Programme(s) to which this project applies:
|☑ MPhil/PhD||☒ MRes[Med]||☒ URIS|
The development of an effective vaccination strategy to control the outbreak of COVID-19 is urgently needed. All vaccines currently being developed, regardless of whether they are based on genes or proteins, must consider how they are to be delivered to target cells accurately and quantitatively. In this proposal, we propose to develop a novel vaccination strategy by applying a microrobot platform to achieve DNA vaccine delivery and antigen presentation. In this collaborative project, we will apply functionalised microrobots to the preclinical testing of animals; the ability of two types of microrobots to elicit antigen-specific antibodies and T cell responses will be evaluated in mice. Preclinical tests on animals will lay an important foundation for future human clinical trials.
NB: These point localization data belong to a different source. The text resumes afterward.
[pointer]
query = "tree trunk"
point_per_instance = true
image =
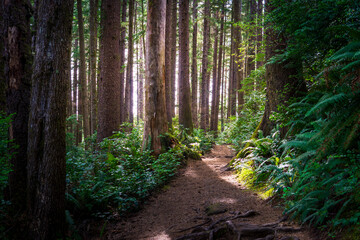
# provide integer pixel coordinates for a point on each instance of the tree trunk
(122, 63)
(282, 78)
(84, 112)
(213, 127)
(173, 54)
(194, 78)
(18, 69)
(218, 81)
(109, 82)
(259, 37)
(76, 93)
(155, 107)
(129, 116)
(185, 118)
(168, 69)
(238, 75)
(204, 111)
(141, 84)
(93, 49)
(47, 148)
(2, 60)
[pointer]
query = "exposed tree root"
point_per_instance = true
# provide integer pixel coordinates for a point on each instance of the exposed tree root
(224, 228)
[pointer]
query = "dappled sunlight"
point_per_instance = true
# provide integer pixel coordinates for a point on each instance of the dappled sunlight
(161, 236)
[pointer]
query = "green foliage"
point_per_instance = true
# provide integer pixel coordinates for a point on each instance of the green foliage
(118, 174)
(239, 129)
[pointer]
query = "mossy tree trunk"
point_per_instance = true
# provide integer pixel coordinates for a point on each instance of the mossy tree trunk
(155, 106)
(185, 117)
(18, 70)
(109, 82)
(47, 147)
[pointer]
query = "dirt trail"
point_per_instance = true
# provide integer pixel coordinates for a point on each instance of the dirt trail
(183, 202)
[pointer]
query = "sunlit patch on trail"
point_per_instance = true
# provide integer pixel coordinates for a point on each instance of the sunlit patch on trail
(161, 236)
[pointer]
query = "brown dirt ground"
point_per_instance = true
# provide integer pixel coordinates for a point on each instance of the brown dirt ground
(182, 203)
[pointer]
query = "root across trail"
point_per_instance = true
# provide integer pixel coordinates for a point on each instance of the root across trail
(206, 202)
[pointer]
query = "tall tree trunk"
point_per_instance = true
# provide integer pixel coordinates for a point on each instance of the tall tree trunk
(238, 75)
(282, 78)
(109, 82)
(204, 111)
(155, 107)
(213, 127)
(129, 117)
(93, 49)
(47, 148)
(194, 78)
(168, 69)
(185, 118)
(77, 99)
(84, 107)
(141, 84)
(259, 37)
(173, 54)
(122, 63)
(2, 60)
(18, 69)
(215, 110)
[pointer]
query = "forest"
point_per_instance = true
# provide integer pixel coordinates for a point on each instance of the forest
(109, 107)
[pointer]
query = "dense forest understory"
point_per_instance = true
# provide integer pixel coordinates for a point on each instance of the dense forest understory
(103, 102)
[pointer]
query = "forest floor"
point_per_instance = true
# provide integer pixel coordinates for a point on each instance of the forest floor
(203, 193)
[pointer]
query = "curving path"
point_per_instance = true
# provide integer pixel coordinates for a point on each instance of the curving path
(182, 203)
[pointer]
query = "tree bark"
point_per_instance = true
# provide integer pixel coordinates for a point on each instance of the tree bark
(109, 82)
(47, 148)
(129, 117)
(168, 68)
(238, 75)
(185, 118)
(194, 78)
(204, 111)
(93, 49)
(215, 110)
(84, 107)
(18, 69)
(213, 127)
(122, 63)
(2, 60)
(282, 78)
(173, 54)
(155, 107)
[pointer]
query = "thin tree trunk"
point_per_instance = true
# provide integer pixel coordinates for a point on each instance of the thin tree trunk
(93, 49)
(204, 111)
(47, 148)
(18, 69)
(185, 118)
(219, 66)
(129, 116)
(282, 81)
(194, 78)
(155, 107)
(215, 84)
(109, 82)
(141, 84)
(82, 74)
(237, 57)
(122, 63)
(168, 69)
(173, 54)
(2, 60)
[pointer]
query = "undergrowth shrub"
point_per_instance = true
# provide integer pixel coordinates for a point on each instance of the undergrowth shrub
(240, 128)
(119, 175)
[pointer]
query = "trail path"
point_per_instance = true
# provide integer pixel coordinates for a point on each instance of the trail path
(182, 204)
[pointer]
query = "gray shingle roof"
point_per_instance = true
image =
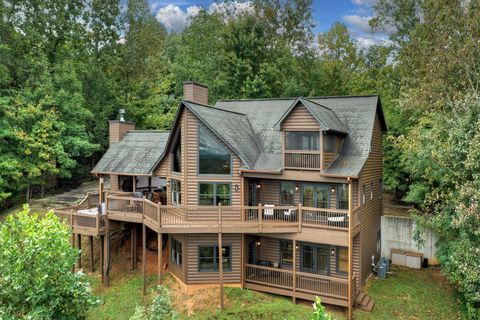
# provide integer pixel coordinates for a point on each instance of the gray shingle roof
(352, 114)
(325, 116)
(136, 153)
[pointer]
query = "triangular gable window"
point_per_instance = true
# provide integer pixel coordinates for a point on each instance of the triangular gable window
(213, 157)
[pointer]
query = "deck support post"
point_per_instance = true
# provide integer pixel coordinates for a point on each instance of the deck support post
(90, 243)
(294, 270)
(106, 264)
(79, 242)
(133, 247)
(160, 258)
(102, 257)
(144, 256)
(350, 249)
(220, 256)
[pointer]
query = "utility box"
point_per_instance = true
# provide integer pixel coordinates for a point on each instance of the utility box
(407, 258)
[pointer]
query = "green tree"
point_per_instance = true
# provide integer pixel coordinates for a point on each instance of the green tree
(36, 279)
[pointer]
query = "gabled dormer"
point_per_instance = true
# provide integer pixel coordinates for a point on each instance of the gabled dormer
(312, 136)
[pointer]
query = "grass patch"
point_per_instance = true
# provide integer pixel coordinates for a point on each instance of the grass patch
(249, 305)
(120, 299)
(412, 294)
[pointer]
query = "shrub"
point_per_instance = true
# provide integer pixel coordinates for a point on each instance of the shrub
(36, 278)
(319, 312)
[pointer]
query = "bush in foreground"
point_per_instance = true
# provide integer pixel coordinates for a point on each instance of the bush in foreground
(36, 278)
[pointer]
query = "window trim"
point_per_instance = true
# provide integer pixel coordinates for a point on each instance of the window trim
(303, 150)
(280, 194)
(280, 252)
(198, 154)
(337, 262)
(215, 258)
(338, 187)
(315, 245)
(215, 183)
(175, 203)
(315, 198)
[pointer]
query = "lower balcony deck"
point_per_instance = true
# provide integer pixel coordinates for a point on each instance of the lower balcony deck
(332, 290)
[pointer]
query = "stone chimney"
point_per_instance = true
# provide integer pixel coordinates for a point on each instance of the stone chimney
(118, 128)
(195, 92)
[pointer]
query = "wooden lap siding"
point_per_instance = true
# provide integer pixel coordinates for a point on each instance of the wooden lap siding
(176, 270)
(192, 177)
(194, 276)
(372, 208)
Dr ZW Tan, Department of Microbiology
Dr Tan's research interest is focused on tumour immunotherapy; the concept of harnessing the immune system to attack and eradicate tumours. Tumour cells modify internal proteins in different ways to healthy cells, a process fundamental to a cell becoming cancerous. These abnormal modifications can be recognised by T cells and his research is to develop immunotherapeutic for eliciting anti-tumour cytotoxic T cell immunity, such as tumour antigen vaccine and oncolytic virotherapy. Another focus of his research is studying the mechanisms which are exploited within the tumor microenvironment (TME) to suppress immune responses. Tumoural immune suppression is a major hurdle to permitting effective tumour immunotherapy. His current study is developing strategies to improve anti-tumour responses by targeting novel immunosuppressive molecules such as immune checkpoint receptors, or immunosuppressive cells, with a particular focus on myeloid-derived suppressor cells (MDSC).